In spite of the fact that he is still alive, John Lampkin is finding modest success as a composer. In a review of his Portraits series for piano, Piano Quarterly wrote, "...[John Lampkin] is incredibly gifted with a wonderful sense of humor." Which proves it. Portraits was also cited in the millennium issue of Piano & Keyboard magazine as one of the significant educational collections of the 20th century. The list of 60 composers included Debussy, Bartok, Copland, Schoenberg, etc., all of whom had an unfair advantage because they were already dead.

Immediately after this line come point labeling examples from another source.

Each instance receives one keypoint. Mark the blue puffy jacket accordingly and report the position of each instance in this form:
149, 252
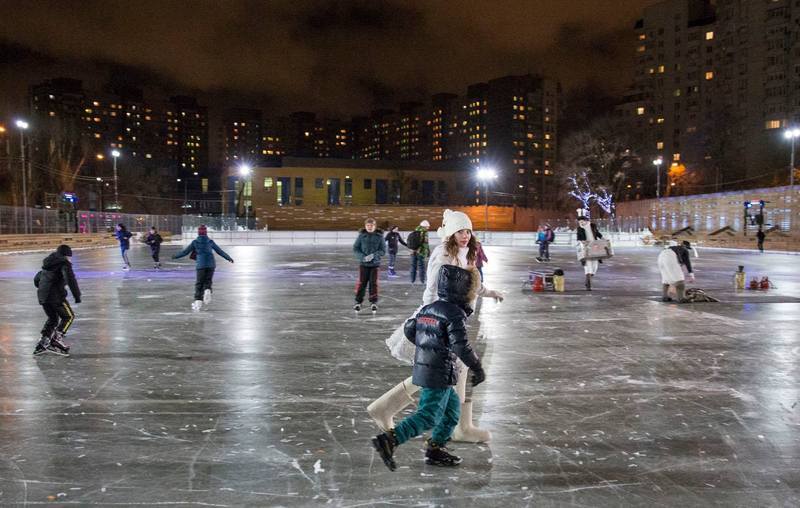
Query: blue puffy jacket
205, 248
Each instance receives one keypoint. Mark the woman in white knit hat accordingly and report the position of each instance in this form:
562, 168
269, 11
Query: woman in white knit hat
459, 248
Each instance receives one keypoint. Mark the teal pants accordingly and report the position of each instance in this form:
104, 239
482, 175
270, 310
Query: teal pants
439, 409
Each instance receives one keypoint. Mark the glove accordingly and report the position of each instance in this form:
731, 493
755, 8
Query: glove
478, 376
497, 295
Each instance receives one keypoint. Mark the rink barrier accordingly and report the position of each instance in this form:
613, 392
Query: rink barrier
493, 238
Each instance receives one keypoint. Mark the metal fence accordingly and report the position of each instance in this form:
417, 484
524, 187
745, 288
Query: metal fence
45, 220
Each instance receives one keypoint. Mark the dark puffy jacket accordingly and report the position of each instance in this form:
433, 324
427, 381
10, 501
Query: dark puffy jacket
51, 281
205, 249
123, 235
439, 330
369, 243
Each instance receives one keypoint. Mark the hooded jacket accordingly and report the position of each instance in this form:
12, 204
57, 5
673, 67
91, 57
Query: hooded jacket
51, 281
439, 330
205, 248
369, 243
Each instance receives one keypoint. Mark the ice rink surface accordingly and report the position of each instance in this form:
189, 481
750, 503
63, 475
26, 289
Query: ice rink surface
608, 398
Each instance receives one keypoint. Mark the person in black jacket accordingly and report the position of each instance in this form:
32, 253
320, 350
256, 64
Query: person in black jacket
440, 335
393, 238
671, 262
368, 248
154, 240
56, 273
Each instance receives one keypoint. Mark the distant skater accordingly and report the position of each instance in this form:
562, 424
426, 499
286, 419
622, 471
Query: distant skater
50, 284
154, 240
202, 250
124, 237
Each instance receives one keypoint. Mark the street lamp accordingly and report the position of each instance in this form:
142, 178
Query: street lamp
22, 125
657, 163
791, 135
115, 154
486, 175
245, 171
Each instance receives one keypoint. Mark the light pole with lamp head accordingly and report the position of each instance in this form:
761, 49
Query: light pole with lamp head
485, 175
244, 172
792, 135
657, 163
115, 154
22, 125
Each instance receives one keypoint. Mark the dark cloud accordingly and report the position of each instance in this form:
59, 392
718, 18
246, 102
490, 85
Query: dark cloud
341, 57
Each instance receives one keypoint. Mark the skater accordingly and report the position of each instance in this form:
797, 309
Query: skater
154, 241
459, 248
392, 239
50, 282
760, 237
541, 240
202, 249
123, 235
368, 250
480, 258
670, 263
587, 232
440, 335
417, 241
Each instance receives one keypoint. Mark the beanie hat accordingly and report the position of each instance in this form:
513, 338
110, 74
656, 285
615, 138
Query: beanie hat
453, 222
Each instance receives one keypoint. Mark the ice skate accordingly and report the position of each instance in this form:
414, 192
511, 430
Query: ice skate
57, 345
385, 444
439, 455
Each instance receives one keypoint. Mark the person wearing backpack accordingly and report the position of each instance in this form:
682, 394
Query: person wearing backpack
417, 241
202, 250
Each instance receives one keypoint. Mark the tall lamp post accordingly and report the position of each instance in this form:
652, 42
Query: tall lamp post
22, 125
657, 163
115, 154
244, 172
791, 135
485, 176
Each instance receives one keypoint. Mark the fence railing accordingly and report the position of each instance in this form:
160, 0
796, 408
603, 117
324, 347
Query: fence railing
44, 220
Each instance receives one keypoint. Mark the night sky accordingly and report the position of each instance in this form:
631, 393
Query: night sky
336, 57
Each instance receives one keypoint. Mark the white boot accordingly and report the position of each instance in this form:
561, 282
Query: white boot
466, 432
391, 403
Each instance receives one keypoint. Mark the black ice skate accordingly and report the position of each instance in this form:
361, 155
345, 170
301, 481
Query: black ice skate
57, 345
385, 444
438, 455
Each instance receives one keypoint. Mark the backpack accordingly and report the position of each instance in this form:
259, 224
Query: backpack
414, 240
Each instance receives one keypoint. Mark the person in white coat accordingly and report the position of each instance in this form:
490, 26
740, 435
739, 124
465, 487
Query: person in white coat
459, 248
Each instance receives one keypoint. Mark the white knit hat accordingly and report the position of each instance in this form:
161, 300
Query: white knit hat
453, 222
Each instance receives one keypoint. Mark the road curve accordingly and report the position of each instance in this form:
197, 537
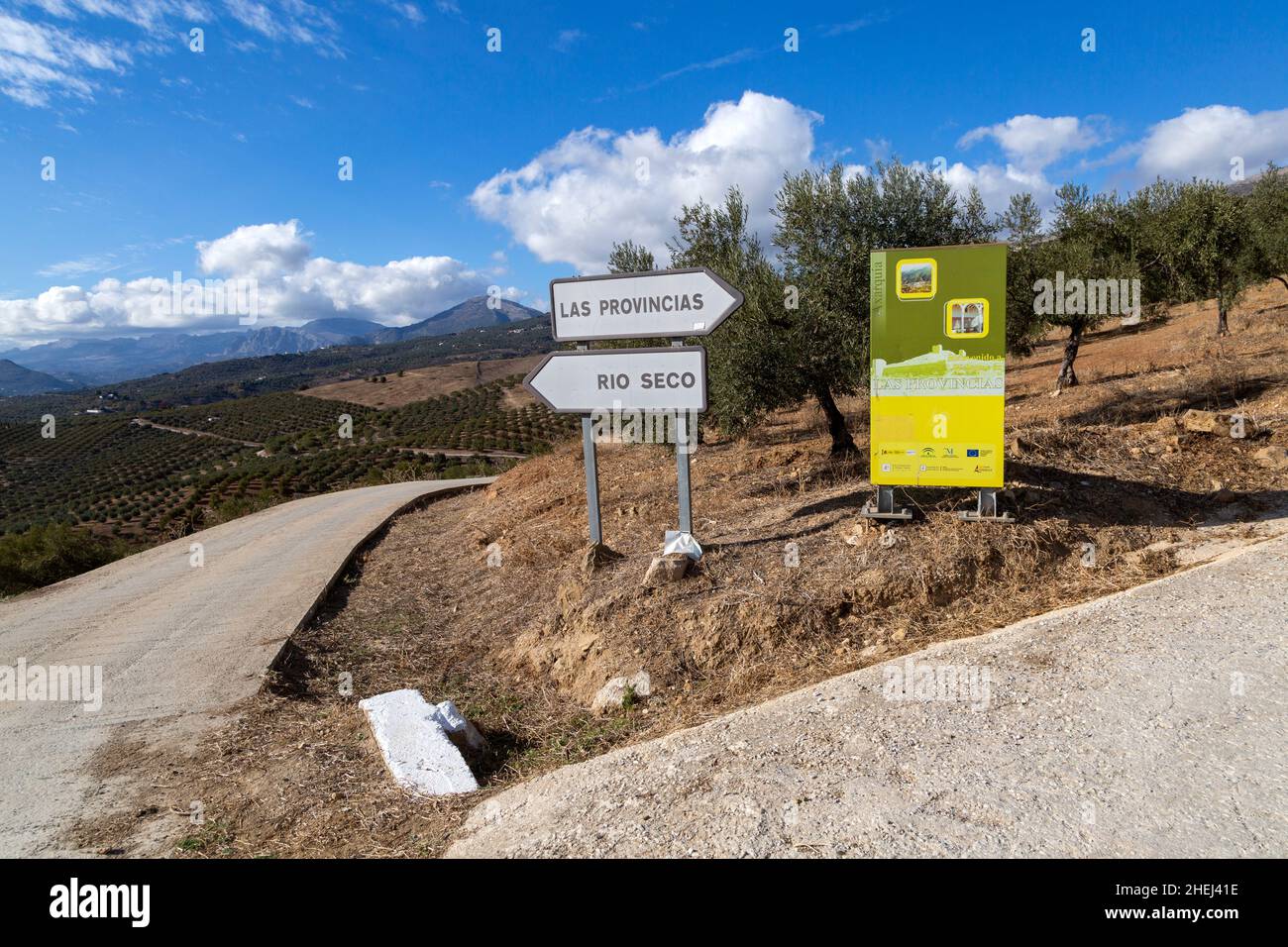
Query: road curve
178, 643
1149, 723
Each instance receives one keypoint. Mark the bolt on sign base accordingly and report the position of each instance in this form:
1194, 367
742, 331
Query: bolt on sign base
986, 510
884, 506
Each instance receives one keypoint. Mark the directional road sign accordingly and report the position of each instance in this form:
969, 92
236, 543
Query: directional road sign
668, 379
640, 305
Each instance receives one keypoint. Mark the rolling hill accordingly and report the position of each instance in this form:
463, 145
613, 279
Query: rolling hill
14, 380
473, 313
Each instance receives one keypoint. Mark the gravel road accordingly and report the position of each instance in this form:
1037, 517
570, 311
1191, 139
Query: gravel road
1149, 723
178, 644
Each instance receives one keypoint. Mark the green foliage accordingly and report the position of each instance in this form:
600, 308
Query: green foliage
1267, 224
804, 329
630, 258
52, 553
747, 373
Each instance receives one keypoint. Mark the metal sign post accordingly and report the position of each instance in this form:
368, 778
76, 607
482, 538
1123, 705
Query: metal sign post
666, 303
682, 466
591, 462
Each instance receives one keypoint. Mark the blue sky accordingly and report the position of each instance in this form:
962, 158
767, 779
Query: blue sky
224, 162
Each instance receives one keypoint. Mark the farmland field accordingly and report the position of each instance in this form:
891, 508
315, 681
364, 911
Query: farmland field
155, 478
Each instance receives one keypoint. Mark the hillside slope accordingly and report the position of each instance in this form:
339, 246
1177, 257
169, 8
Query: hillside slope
487, 600
16, 380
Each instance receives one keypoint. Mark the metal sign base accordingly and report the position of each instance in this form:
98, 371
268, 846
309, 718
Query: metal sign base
884, 506
986, 510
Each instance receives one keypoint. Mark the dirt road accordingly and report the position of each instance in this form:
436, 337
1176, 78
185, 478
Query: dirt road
178, 644
1147, 723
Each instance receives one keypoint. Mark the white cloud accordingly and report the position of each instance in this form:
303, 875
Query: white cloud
1201, 142
42, 60
39, 62
567, 39
593, 187
1033, 142
1030, 145
292, 286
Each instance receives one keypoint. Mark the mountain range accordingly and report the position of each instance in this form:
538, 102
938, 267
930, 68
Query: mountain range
64, 365
16, 379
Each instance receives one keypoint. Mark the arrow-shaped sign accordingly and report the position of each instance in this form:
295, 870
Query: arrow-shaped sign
639, 305
670, 379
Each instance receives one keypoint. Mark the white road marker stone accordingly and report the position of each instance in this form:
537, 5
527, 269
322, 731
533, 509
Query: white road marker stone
416, 749
455, 723
613, 693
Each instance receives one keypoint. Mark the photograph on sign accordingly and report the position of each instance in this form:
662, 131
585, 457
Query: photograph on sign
938, 375
665, 303
651, 379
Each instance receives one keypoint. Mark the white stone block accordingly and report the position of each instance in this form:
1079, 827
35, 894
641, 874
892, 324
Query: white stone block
420, 755
455, 722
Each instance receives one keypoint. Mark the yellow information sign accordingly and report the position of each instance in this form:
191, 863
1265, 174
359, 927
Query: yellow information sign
938, 381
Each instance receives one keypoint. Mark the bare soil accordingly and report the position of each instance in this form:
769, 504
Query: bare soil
522, 647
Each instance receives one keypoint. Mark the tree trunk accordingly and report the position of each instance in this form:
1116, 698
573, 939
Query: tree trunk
841, 440
1068, 377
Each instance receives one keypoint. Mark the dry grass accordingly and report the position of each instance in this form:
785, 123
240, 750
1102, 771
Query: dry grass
523, 647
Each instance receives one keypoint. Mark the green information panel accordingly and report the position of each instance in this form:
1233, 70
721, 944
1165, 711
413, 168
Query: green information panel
938, 367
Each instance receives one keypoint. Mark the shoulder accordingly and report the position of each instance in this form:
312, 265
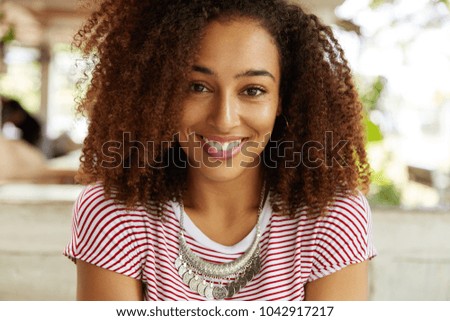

Critics have looked beneath the humor to find seriousness and intelligent musical thought. His Insects: a Musical Entomology in Six Legs for woodwind quintet won the Grand Prize in the Composer Guild's competition in 2001. In review of the premiere, the Austin press wrote, "it eschews the academic dryness of the past century yet supplies a wealth of innovative textures, rhythms and harmonies. [Lampkin]... has craftily woven musical visualizations of fleas, ants, fireflies and cockroaches into a delightful and accessible musical confection." His Piano Concerto won First Prize in the orchestral division in the Composer Guild's 1999 competition, and Migrations won Second Prize in 2004. He has written for and served as composer-in-residence with the Austin Chamber Ensemble, the Equinox Chamber Players in St. Louis, the Minnesota Music Teachers Association, and the Hudson Valley Piano Club. He has delivered hundreds of lectures and presentations to music organizations, conventions, schools, and general audiences across the country, and has received many grants from Meet the Composer and the Mid-America Arts Alliance.
As a private piano teacher, he has inspired hundreds of students, and many have established successful musical careers, winning a total of four Tony Awards among them. He has served four terms as president of the Rockland County [NY] Music Teachers Guild, and is also on the board of the Professional Music Teachers Guild of New Jersey.